La conciencia actual de la fragilidad de nuestras estructuras políticas y económicas, que hace el culto del espectáculo tan obsceno como obsoleto, demanda la renovación, un siglo después, del contrato social de la arquitectura moderna: una renovación que no puede ser inocente, ya que son muchas las culpas que recaen sobre la arquitectura, pero que tampoco puede rendirse al escepticismo. Es desde luego un camino difícil, que demanda atención constante, y que al final puede no llevar a ningún sitio.

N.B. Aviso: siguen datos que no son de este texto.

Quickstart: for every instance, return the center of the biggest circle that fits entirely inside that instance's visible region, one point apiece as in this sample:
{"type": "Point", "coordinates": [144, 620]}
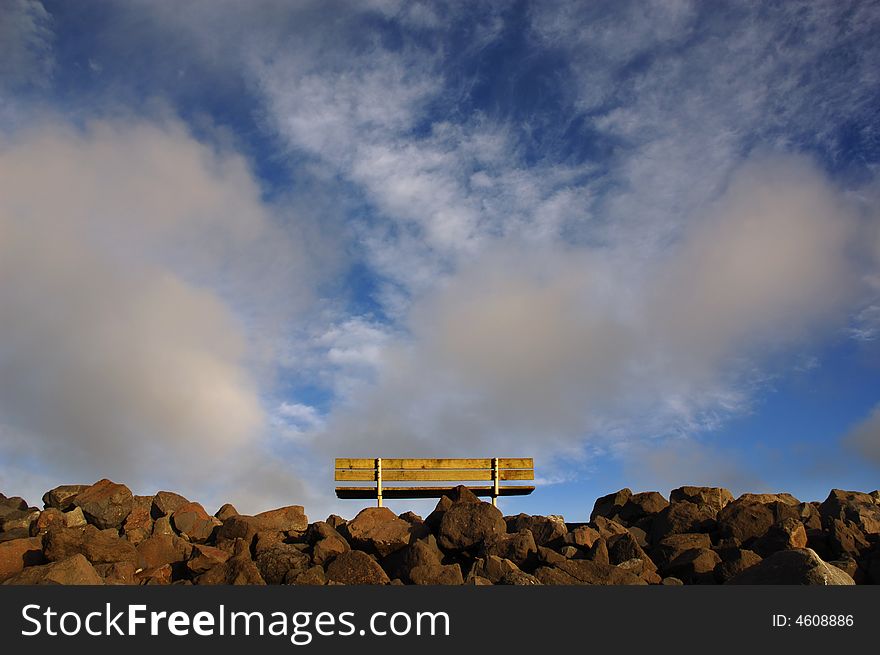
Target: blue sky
{"type": "Point", "coordinates": [638, 241]}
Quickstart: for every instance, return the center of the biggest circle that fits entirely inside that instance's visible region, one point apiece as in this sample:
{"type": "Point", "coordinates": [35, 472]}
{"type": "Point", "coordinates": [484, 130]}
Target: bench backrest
{"type": "Point", "coordinates": [382, 470]}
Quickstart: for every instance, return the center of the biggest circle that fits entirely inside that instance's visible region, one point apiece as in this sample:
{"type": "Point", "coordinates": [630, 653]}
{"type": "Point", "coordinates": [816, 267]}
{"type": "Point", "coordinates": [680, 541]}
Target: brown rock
{"type": "Point", "coordinates": [356, 568]}
{"type": "Point", "coordinates": [624, 547]}
{"type": "Point", "coordinates": [680, 518]}
{"type": "Point", "coordinates": [203, 558]}
{"type": "Point", "coordinates": [138, 524]}
{"type": "Point", "coordinates": [74, 570]}
{"type": "Point", "coordinates": [378, 530]}
{"type": "Point", "coordinates": [694, 566]}
{"type": "Point", "coordinates": [313, 576]}
{"type": "Point", "coordinates": [784, 535]}
{"type": "Point", "coordinates": [583, 536]}
{"type": "Point", "coordinates": [852, 506]}
{"type": "Point", "coordinates": [46, 519]}
{"type": "Point", "coordinates": [674, 545]}
{"type": "Point", "coordinates": [160, 575]}
{"type": "Point", "coordinates": [105, 504]}
{"type": "Point", "coordinates": [609, 506]}
{"type": "Point", "coordinates": [441, 574]}
{"type": "Point", "coordinates": [74, 518]}
{"type": "Point", "coordinates": [225, 512]}
{"type": "Point", "coordinates": [158, 550]}
{"type": "Point", "coordinates": [586, 572]}
{"type": "Point", "coordinates": [192, 520]}
{"type": "Point", "coordinates": [492, 568]}
{"type": "Point", "coordinates": [62, 497]}
{"type": "Point", "coordinates": [519, 548]}
{"type": "Point", "coordinates": [546, 530]}
{"type": "Point", "coordinates": [97, 546]}
{"type": "Point", "coordinates": [328, 548]}
{"type": "Point", "coordinates": [519, 579]}
{"type": "Point", "coordinates": [467, 525]}
{"type": "Point", "coordinates": [800, 567]}
{"type": "Point", "coordinates": [642, 505]}
{"type": "Point", "coordinates": [117, 573]}
{"type": "Point", "coordinates": [291, 519]}
{"type": "Point", "coordinates": [165, 502]}
{"type": "Point", "coordinates": [734, 561]}
{"type": "Point", "coordinates": [715, 498]}
{"type": "Point", "coordinates": [16, 554]}
{"type": "Point", "coordinates": [281, 563]}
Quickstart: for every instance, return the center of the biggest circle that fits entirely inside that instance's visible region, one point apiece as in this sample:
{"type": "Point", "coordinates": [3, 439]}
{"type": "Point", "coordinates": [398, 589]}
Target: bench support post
{"type": "Point", "coordinates": [379, 480]}
{"type": "Point", "coordinates": [495, 482]}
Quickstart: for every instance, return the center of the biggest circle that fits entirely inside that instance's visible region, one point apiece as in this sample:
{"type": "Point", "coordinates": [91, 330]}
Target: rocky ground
{"type": "Point", "coordinates": [102, 534]}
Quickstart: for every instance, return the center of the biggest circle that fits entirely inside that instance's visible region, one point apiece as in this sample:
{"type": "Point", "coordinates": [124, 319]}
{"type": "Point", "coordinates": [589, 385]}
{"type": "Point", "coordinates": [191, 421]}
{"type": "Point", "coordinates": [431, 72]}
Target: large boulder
{"type": "Point", "coordinates": [281, 563]}
{"type": "Point", "coordinates": [586, 572]}
{"type": "Point", "coordinates": [853, 506]}
{"type": "Point", "coordinates": [519, 548]}
{"type": "Point", "coordinates": [546, 530]}
{"type": "Point", "coordinates": [794, 567]}
{"type": "Point", "coordinates": [75, 570]}
{"type": "Point", "coordinates": [192, 520]}
{"type": "Point", "coordinates": [105, 504]}
{"type": "Point", "coordinates": [16, 554]}
{"type": "Point", "coordinates": [682, 517]}
{"type": "Point", "coordinates": [165, 502]}
{"type": "Point", "coordinates": [694, 566]}
{"type": "Point", "coordinates": [378, 530]}
{"type": "Point", "coordinates": [715, 498]}
{"type": "Point", "coordinates": [609, 506]}
{"type": "Point", "coordinates": [465, 526]}
{"type": "Point", "coordinates": [290, 519]}
{"type": "Point", "coordinates": [356, 568]}
{"type": "Point", "coordinates": [159, 550]}
{"type": "Point", "coordinates": [98, 546]}
{"type": "Point", "coordinates": [62, 497]}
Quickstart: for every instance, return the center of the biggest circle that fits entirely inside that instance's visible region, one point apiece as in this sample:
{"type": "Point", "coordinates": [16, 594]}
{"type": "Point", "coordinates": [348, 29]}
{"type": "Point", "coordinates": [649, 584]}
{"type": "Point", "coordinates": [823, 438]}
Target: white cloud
{"type": "Point", "coordinates": [141, 280]}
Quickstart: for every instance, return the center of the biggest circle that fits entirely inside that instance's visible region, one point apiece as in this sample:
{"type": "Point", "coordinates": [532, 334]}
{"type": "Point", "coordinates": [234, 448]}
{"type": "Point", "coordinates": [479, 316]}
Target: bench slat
{"type": "Point", "coordinates": [426, 492]}
{"type": "Point", "coordinates": [429, 463]}
{"type": "Point", "coordinates": [398, 475]}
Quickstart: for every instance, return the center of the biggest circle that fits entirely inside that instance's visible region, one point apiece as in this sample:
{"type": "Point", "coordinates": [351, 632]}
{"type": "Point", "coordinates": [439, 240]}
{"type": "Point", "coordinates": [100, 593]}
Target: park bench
{"type": "Point", "coordinates": [381, 470]}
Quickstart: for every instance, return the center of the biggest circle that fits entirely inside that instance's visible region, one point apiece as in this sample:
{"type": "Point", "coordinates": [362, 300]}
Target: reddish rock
{"type": "Point", "coordinates": [609, 506]}
{"type": "Point", "coordinates": [290, 519]}
{"type": "Point", "coordinates": [680, 518]}
{"type": "Point", "coordinates": [75, 570]}
{"type": "Point", "coordinates": [165, 502]}
{"type": "Point", "coordinates": [519, 548]}
{"type": "Point", "coordinates": [117, 573]}
{"type": "Point", "coordinates": [798, 567]}
{"type": "Point", "coordinates": [467, 525]}
{"type": "Point", "coordinates": [586, 572]}
{"type": "Point", "coordinates": [97, 546]}
{"type": "Point", "coordinates": [546, 530]}
{"type": "Point", "coordinates": [204, 558]}
{"type": "Point", "coordinates": [105, 504]}
{"type": "Point", "coordinates": [192, 520]}
{"type": "Point", "coordinates": [158, 550]}
{"type": "Point", "coordinates": [378, 530]}
{"type": "Point", "coordinates": [694, 566]}
{"type": "Point", "coordinates": [328, 548]}
{"type": "Point", "coordinates": [225, 512]}
{"type": "Point", "coordinates": [442, 574]}
{"type": "Point", "coordinates": [356, 568]}
{"type": "Point", "coordinates": [853, 506]}
{"type": "Point", "coordinates": [16, 554]}
{"type": "Point", "coordinates": [62, 497]}
{"type": "Point", "coordinates": [715, 498]}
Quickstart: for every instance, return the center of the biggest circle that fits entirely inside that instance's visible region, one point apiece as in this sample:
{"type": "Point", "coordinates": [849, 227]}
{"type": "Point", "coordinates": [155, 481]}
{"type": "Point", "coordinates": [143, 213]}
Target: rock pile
{"type": "Point", "coordinates": [103, 534]}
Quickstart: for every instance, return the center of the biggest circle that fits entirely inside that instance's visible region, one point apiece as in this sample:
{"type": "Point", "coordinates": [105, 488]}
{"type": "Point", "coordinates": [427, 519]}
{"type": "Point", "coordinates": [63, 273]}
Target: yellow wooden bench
{"type": "Point", "coordinates": [380, 471]}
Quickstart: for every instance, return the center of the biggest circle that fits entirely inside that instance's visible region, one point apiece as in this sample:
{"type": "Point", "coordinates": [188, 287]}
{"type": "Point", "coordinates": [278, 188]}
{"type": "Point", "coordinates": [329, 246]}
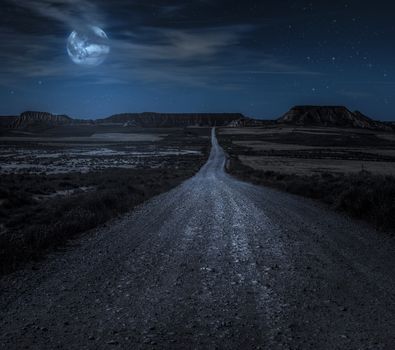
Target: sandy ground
{"type": "Point", "coordinates": [213, 264]}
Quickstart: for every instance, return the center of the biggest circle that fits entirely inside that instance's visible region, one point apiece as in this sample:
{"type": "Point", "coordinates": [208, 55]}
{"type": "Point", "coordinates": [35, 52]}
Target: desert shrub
{"type": "Point", "coordinates": [362, 195]}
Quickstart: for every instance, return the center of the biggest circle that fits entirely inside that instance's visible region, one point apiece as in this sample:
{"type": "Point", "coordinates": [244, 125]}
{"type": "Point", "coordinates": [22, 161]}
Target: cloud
{"type": "Point", "coordinates": [72, 13]}
{"type": "Point", "coordinates": [186, 56]}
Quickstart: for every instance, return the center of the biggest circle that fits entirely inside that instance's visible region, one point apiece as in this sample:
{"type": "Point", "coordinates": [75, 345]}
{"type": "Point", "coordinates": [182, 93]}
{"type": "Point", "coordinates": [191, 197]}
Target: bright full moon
{"type": "Point", "coordinates": [88, 47]}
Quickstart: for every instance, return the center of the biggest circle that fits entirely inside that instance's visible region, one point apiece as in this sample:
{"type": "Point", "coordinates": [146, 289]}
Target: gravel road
{"type": "Point", "coordinates": [215, 263]}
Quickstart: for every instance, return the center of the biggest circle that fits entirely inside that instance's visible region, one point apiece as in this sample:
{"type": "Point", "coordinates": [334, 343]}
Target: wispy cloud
{"type": "Point", "coordinates": [73, 13]}
{"type": "Point", "coordinates": [194, 56]}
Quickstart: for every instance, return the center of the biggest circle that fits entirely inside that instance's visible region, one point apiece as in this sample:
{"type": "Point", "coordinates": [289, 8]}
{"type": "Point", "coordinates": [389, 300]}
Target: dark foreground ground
{"type": "Point", "coordinates": [214, 263]}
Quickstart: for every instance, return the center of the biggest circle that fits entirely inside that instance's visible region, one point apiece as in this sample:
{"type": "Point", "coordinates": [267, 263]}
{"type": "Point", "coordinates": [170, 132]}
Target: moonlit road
{"type": "Point", "coordinates": [215, 263]}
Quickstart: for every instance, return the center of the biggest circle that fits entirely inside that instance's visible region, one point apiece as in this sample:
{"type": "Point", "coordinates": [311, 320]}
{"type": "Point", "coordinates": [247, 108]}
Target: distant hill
{"type": "Point", "coordinates": [337, 116]}
{"type": "Point", "coordinates": [31, 119]}
{"type": "Point", "coordinates": [39, 120]}
{"type": "Point", "coordinates": [157, 120]}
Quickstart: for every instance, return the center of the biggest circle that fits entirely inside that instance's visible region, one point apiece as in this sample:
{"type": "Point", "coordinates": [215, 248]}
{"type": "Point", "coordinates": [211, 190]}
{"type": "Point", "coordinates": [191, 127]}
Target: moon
{"type": "Point", "coordinates": [88, 46]}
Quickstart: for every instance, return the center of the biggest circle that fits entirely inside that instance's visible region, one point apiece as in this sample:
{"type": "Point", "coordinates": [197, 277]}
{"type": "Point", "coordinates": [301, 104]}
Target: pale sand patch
{"type": "Point", "coordinates": [311, 166]}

Pero es el único que ofrece una esperanza fugaz, y el único que parece decente recorrer. Ese es nuestro modesto y estúpido camino hacia delante: crear islas de orden en un mar de desorden, y ofrecer cobijo ante el dolor del caos. Italo Calvino describió elocuentemente esa senda en las frases finales de sus Ciudades invisibles de 1972:«buscar y saber reconocer quién y qué, en medio del infierno, no es infierno, y hacerlo durar, y darle espacio».

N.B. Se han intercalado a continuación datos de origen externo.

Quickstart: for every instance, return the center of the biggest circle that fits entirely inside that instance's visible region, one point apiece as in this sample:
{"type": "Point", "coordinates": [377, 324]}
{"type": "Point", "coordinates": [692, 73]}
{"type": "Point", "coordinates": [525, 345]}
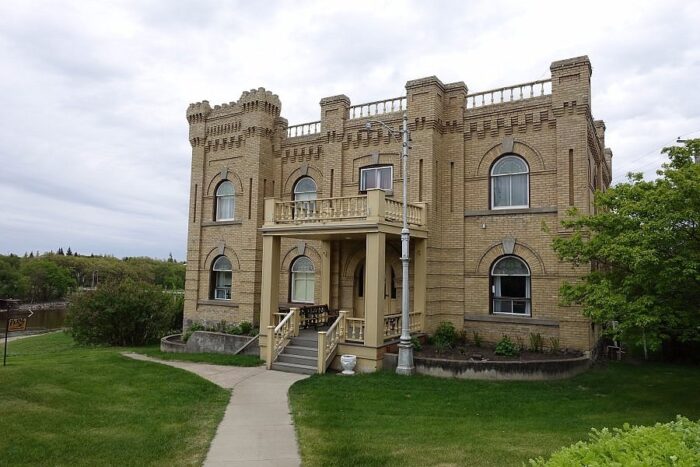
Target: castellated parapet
{"type": "Point", "coordinates": [457, 138]}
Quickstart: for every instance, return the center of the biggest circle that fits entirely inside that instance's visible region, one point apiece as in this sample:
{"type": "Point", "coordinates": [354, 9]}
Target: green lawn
{"type": "Point", "coordinates": [72, 406]}
{"type": "Point", "coordinates": [213, 358]}
{"type": "Point", "coordinates": [384, 419]}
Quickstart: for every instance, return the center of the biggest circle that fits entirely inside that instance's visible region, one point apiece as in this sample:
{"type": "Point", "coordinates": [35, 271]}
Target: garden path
{"type": "Point", "coordinates": [257, 427]}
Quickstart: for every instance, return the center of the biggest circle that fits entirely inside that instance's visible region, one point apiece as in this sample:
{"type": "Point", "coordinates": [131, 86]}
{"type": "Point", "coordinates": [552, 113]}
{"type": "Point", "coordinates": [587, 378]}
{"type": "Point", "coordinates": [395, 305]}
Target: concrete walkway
{"type": "Point", "coordinates": [257, 427]}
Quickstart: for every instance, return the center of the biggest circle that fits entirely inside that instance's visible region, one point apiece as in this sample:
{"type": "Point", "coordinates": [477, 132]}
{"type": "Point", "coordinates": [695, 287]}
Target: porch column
{"type": "Point", "coordinates": [374, 288]}
{"type": "Point", "coordinates": [420, 278]}
{"type": "Point", "coordinates": [326, 272]}
{"type": "Point", "coordinates": [270, 287]}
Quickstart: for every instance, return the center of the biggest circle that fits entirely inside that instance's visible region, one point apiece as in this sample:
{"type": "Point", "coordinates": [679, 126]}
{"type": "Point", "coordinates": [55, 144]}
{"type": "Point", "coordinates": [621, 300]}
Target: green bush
{"type": "Point", "coordinates": [506, 347]}
{"type": "Point", "coordinates": [536, 342]}
{"type": "Point", "coordinates": [675, 443]}
{"type": "Point", "coordinates": [125, 313]}
{"type": "Point", "coordinates": [445, 336]}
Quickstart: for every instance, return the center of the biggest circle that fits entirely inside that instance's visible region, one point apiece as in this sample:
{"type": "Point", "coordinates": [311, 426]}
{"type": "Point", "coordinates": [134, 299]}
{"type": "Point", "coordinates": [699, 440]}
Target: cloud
{"type": "Point", "coordinates": [93, 139]}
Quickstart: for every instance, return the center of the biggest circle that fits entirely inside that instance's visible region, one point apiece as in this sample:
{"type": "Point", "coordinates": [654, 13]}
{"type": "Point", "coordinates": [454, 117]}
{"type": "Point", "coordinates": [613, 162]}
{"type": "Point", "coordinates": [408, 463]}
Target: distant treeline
{"type": "Point", "coordinates": [51, 276]}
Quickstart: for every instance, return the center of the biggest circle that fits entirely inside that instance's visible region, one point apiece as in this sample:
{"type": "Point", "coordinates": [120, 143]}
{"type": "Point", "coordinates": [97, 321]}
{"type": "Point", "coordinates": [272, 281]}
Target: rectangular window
{"type": "Point", "coordinates": [377, 177]}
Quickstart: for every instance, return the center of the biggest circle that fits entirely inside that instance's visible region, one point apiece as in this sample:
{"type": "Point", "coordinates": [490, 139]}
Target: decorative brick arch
{"type": "Point", "coordinates": [232, 177]}
{"type": "Point", "coordinates": [533, 157]}
{"type": "Point", "coordinates": [293, 253]}
{"type": "Point", "coordinates": [228, 252]}
{"type": "Point", "coordinates": [311, 171]}
{"type": "Point", "coordinates": [521, 250]}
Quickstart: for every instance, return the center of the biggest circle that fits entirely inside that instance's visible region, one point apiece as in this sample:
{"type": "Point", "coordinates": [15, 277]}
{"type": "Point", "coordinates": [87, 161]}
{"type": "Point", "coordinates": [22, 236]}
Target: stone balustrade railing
{"type": "Point", "coordinates": [394, 212]}
{"type": "Point", "coordinates": [509, 94]}
{"type": "Point", "coordinates": [342, 208]}
{"type": "Point", "coordinates": [303, 129]}
{"type": "Point", "coordinates": [355, 330]}
{"type": "Point", "coordinates": [371, 109]}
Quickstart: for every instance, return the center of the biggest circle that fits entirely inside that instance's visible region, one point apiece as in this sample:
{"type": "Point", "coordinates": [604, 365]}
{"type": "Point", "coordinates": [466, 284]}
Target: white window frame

Entre el enrevesado dibujo que resumía en 2009 la estrategia estadounidense en Afganistán y el elegante diagrama con el que Alfred Barr sintetizó en 1936 el desarrollo del arteabstracto hay menos de un siglo, pero un abismo conceptual.

Si todo esto suena como un intento dubitativo de dar nueva vigencia a un humanismo tristemente ajado, es posiblemente porque, como Mark Lilla ha argumentado, demasiados de nosotros «seguimos a un falso mesías hasta el desierto de la deconstrucción», y la reacción intelectual a este extravío tiene un elemento de desesperación que busca los más improbables asideros. En Les voix du silence de 1951, André Malraux escribió que «nous voulons retrouver l’homme partout où nous avons trouvé ce qu'il écrase», y esta voluntad de volver a descubrir la humanidad en la adversidad tiene un valor ético que no podemos dejar desaparecer. La crisis del mundo reclama que la crítica otorgue voz al silencio, y que desvele a la mirada tanto las ciudades invisibles como las arquitecturas invisibles.